Differenze essenziali tra due strumenti distinti per partecipazioni, patrimonio familiare, governance e passaggio generazionale.
Holding e società semplice non sono alternative equivalenti. La holding è una società che detiene partecipazioni e può organizzare il controllo di un gruppo; la società semplice è uno strumento non commerciale spesso usato per amministrare patrimoni. Obiettivo e attività effettiva determinano la scelta.
Cosa cambia davvero
| Opzione o area | Funzione | Da verificare |
|---|---|---|
| Holding | Partecipazioni, governance e coordinamento | Struttura, costi, sostanza e operazioni del gruppo |
| Società semplice | Amministrazione di patrimoni non commerciali | Limiti dell’attività e disciplina dei beni conferiti |
| Decisione | Separare controllo, reddito e successione | Evitare strutture prive di una funzione reale |
Caso pratico: famiglia con impresa e immobili
La famiglia distingue prima la partecipazione nell’impresa operativa dagli immobili e dagli investimenti. Poi definisce chi governa, chi beneficia dei redditi e come trasferire il patrimonio. Solo a quel punto valuta uno o più veicoli.
Quattro domande
- Quali beni e partecipazioni devono essere organizzati?
- Chi deve controllare e chi deve ricevere i redditi?
- È presente un’attività commerciale effettiva?
- Quali costi e vincoli produce la struttura nel tempo?
Verifica ufficiale
Norme, requisiti e interpretazioni possono cambiare.

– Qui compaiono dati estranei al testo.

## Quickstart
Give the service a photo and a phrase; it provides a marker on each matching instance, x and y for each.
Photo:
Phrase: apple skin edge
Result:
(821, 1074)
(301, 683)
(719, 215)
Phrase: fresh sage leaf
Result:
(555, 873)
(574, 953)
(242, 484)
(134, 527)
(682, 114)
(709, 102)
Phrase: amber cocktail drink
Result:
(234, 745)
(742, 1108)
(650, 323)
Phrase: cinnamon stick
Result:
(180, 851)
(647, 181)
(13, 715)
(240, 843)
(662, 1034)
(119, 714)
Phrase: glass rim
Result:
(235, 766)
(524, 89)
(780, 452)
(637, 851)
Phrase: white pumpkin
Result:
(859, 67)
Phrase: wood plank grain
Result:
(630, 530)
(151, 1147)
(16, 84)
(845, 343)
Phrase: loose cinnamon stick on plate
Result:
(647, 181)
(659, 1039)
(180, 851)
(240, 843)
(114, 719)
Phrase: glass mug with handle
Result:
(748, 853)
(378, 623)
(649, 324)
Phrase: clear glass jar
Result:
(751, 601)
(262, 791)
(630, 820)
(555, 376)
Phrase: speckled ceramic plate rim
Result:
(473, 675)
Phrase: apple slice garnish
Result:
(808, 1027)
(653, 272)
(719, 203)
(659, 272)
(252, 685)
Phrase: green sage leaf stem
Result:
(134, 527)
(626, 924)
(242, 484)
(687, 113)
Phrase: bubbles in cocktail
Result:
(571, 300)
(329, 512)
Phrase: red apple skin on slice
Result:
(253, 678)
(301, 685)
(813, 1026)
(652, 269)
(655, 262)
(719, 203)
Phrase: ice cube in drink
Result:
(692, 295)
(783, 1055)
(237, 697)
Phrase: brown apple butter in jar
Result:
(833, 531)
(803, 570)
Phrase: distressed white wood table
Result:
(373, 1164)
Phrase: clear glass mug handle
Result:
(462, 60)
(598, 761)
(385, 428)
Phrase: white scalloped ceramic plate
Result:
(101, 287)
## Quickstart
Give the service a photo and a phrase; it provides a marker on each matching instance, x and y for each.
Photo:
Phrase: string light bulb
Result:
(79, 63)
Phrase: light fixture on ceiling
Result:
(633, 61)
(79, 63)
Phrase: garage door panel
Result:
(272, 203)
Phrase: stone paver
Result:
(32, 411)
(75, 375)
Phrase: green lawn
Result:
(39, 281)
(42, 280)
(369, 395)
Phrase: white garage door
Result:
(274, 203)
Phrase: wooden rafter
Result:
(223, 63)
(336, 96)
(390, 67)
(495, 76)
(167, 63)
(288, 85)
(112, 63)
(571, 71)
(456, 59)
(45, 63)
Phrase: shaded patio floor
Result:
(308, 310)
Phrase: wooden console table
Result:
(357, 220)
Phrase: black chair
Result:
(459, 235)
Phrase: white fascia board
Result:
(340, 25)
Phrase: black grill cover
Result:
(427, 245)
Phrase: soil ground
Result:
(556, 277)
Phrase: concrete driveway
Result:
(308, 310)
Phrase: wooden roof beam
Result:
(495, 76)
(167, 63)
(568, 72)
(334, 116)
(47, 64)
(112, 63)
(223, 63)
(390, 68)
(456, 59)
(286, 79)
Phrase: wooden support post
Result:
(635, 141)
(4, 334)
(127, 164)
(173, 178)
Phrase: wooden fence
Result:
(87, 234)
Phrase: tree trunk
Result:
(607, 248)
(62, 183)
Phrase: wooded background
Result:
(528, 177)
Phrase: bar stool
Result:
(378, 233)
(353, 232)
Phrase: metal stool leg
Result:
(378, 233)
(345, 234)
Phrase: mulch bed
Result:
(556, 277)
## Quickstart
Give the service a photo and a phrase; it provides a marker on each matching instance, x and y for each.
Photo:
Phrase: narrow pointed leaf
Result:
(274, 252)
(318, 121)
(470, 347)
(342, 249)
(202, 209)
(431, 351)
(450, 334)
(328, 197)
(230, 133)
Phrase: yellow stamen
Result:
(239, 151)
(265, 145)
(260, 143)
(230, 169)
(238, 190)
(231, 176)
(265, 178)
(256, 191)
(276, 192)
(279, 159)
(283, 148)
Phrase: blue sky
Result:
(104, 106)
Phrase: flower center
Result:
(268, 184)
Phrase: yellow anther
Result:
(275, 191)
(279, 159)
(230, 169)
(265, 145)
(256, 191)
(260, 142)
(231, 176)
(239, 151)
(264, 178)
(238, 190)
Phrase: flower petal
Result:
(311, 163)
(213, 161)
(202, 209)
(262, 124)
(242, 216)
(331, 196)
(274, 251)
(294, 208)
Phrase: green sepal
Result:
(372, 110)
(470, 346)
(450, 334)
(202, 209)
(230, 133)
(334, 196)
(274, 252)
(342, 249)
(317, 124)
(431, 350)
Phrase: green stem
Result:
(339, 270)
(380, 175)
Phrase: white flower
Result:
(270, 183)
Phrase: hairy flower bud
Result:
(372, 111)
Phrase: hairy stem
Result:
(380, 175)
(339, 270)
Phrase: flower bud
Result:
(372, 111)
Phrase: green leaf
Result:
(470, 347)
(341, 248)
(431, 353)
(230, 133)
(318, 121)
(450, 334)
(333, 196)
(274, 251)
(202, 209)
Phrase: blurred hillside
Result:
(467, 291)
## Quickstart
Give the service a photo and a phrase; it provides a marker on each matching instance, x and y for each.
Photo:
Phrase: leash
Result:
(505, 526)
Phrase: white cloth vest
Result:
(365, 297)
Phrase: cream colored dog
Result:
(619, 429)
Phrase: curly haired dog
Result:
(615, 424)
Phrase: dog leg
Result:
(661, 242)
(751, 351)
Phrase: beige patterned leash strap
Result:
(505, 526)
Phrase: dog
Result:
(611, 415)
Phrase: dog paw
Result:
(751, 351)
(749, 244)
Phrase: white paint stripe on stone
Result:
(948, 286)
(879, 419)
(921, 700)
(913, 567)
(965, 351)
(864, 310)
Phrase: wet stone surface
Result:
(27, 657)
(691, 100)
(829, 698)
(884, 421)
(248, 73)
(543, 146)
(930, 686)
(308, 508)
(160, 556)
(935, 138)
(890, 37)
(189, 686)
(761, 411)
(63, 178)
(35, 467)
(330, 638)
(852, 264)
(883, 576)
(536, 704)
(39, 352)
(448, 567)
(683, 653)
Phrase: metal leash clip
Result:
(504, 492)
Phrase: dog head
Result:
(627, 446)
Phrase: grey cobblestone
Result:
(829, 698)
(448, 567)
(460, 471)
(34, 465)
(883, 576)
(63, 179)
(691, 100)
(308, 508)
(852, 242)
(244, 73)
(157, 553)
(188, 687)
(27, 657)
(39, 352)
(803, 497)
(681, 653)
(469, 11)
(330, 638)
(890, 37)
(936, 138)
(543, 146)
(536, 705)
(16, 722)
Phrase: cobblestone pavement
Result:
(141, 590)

Le fonti ufficiali prevalgono sempre sulla sintesi editoriale.
Domande frequenti
La holding serve solo a risparmiare imposte?
No. Deve rispondere a esigenze reali di controllo, investimento o successione.
La società semplice può svolgere impresa commerciale?
La società semplice è destinata ad attività non commerciali; l’operatività concreta va verificata.
Il tuo caso ha numeri, persone e obiettivi propri.
Usa questa guida per preparare le domande. Poi valuta la soluzione sui dati reali dell’impresa.